Grab your fishing gear, get your license, and pull up your wading pants as Phillip Elden shares information on one of Oregon’s greatest pastimes: fly fishing.
Q: How is fly fishing different from boat or bank fishing?
Phillip Elden: Fly fishing is usually done standing up with your body in the water. It’s a fast-action way to catch trout and other game fish throughout the state. Unlike catfishing or bass fishing, fly fishing requires constant movement of the arms, making it a great form of exercise.
Q: What is different about the equipment and strategy?
Phillip Elden: A traditional rod and reel combo uses a clear line. Fly fishing line is different in that it is heavily weighted. When you fish from a boat, you cast your line and let the bait or lure sink a bit – unless you’re using a topwater lure. When you fly fish, you cast about 20 feet, watch for the fly to hit the tip of the water and re-cast.

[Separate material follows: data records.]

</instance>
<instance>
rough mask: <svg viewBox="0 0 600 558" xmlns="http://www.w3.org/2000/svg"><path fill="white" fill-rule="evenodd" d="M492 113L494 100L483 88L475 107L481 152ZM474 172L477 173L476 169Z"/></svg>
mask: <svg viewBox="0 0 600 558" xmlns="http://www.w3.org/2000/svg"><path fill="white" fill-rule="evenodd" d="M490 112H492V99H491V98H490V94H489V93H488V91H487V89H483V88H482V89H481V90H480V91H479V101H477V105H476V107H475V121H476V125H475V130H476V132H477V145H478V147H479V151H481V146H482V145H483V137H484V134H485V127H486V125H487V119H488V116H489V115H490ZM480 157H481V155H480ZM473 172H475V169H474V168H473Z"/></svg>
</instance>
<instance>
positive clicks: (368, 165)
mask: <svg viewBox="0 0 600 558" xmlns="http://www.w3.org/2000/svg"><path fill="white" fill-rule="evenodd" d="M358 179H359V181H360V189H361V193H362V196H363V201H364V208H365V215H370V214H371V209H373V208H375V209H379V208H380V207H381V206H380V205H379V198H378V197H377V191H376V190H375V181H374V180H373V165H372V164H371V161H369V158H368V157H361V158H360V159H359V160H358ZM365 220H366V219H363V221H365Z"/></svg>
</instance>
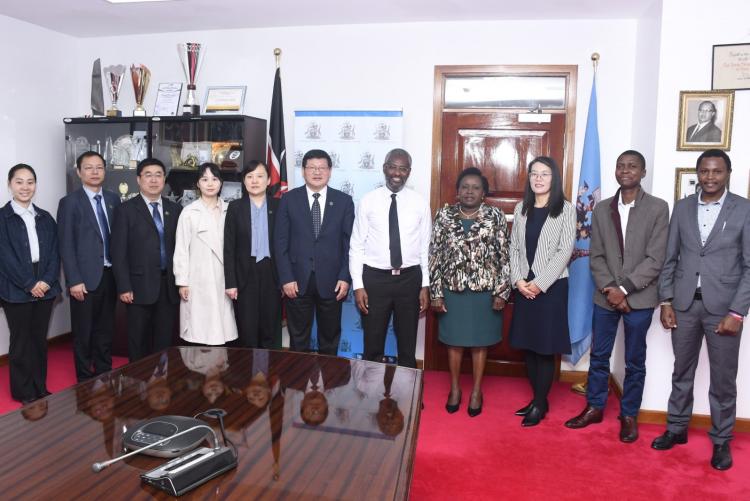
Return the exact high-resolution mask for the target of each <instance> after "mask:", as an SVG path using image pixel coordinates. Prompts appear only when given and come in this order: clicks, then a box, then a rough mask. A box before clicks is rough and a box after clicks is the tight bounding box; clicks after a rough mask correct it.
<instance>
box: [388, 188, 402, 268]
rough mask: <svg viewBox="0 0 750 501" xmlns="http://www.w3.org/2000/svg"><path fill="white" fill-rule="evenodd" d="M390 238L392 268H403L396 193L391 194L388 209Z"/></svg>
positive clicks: (388, 234) (389, 237)
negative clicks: (401, 257)
mask: <svg viewBox="0 0 750 501" xmlns="http://www.w3.org/2000/svg"><path fill="white" fill-rule="evenodd" d="M388 240H389V243H390V249H391V268H393V269H394V270H397V269H399V268H401V264H402V261H401V235H400V234H399V232H398V210H397V209H396V194H395V193H393V194H391V210H389V211H388Z"/></svg>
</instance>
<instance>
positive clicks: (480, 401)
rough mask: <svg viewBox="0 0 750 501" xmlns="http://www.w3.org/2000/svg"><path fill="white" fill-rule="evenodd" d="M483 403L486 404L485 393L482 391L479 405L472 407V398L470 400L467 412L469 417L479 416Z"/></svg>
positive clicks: (481, 412) (467, 407)
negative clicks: (471, 398) (471, 399)
mask: <svg viewBox="0 0 750 501" xmlns="http://www.w3.org/2000/svg"><path fill="white" fill-rule="evenodd" d="M482 405H484V395H482V394H481V393H480V394H479V407H472V406H471V400H469V406H468V407H467V408H466V412H468V414H469V417H477V416H478V415H480V414H481V413H482Z"/></svg>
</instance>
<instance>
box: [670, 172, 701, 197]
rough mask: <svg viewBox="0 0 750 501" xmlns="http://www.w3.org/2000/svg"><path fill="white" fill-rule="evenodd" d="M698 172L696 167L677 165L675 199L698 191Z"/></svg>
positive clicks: (674, 185)
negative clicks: (685, 166)
mask: <svg viewBox="0 0 750 501" xmlns="http://www.w3.org/2000/svg"><path fill="white" fill-rule="evenodd" d="M698 190H700V185H699V184H698V174H697V173H696V172H695V167H677V168H676V169H675V170H674V201H675V202H677V201H678V200H682V199H683V198H685V197H689V196H690V195H692V194H694V193H698Z"/></svg>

Q: How do I know where to cast?
Phillip Elden: You need to learn to read the water. If you’re on a river with pocket waters, the fish will behave differently than if you’re on a fast-moving, shallow river. One of the fundamentals (and half the fun) of fly fishing is getting to know the water and how the fish behave in each area and time of day.

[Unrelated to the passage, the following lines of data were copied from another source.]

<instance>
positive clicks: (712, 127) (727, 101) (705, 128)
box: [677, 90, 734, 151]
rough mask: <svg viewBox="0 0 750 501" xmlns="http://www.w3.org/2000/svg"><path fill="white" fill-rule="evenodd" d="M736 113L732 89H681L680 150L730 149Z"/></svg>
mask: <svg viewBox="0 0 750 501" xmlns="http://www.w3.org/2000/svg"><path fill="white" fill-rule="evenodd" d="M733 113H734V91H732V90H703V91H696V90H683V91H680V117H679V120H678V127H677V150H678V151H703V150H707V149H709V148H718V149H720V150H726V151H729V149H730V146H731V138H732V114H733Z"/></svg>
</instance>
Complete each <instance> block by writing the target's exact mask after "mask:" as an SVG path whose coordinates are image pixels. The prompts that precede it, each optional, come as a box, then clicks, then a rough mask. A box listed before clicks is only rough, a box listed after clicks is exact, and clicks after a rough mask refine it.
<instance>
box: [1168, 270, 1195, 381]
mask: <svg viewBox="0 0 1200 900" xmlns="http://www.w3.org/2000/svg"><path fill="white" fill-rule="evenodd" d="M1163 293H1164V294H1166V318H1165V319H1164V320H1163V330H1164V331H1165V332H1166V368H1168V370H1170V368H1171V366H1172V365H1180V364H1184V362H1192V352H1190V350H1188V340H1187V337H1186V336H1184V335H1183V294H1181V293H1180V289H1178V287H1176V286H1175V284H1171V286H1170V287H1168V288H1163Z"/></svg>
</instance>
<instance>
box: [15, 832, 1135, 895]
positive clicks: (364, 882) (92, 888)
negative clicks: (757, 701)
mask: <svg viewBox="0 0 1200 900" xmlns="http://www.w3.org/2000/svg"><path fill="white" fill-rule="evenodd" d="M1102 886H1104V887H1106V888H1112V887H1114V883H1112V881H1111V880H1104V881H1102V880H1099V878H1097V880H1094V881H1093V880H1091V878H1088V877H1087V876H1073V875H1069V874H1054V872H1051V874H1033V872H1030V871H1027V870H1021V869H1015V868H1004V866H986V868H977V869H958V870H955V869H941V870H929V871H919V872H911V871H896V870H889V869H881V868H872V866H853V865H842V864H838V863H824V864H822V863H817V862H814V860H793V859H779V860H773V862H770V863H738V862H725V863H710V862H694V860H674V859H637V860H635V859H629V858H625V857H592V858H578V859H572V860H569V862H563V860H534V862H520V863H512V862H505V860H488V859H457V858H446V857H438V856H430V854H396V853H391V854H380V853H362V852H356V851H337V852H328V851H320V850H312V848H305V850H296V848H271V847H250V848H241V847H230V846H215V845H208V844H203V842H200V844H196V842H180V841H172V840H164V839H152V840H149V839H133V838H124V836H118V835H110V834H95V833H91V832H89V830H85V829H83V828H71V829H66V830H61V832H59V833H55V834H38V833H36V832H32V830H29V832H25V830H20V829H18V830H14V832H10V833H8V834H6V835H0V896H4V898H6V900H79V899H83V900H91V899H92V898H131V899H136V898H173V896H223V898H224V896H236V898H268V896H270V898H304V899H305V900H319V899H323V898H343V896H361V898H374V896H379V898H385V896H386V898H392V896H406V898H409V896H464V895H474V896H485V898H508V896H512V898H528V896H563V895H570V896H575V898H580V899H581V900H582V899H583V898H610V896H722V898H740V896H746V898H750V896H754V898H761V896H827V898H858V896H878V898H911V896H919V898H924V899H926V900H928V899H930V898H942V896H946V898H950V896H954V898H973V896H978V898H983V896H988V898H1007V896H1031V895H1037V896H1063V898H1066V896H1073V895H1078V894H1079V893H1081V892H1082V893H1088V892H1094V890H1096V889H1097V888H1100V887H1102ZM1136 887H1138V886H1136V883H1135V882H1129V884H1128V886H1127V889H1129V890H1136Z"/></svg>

Q: It has been said that fly fishing is one of the more frustrating of sports. Is that true?
Phillip Elden: It can be absolutely. But with practice and patience, it’s also a sport that gets easier with time. I always tell people just starting out to forget about the catch and just go for the experience. There is something peaceful about hearing a rushing mountain stream as it circles past your knees. More than a recreational opportunity, fishing is a chance to get back to nature.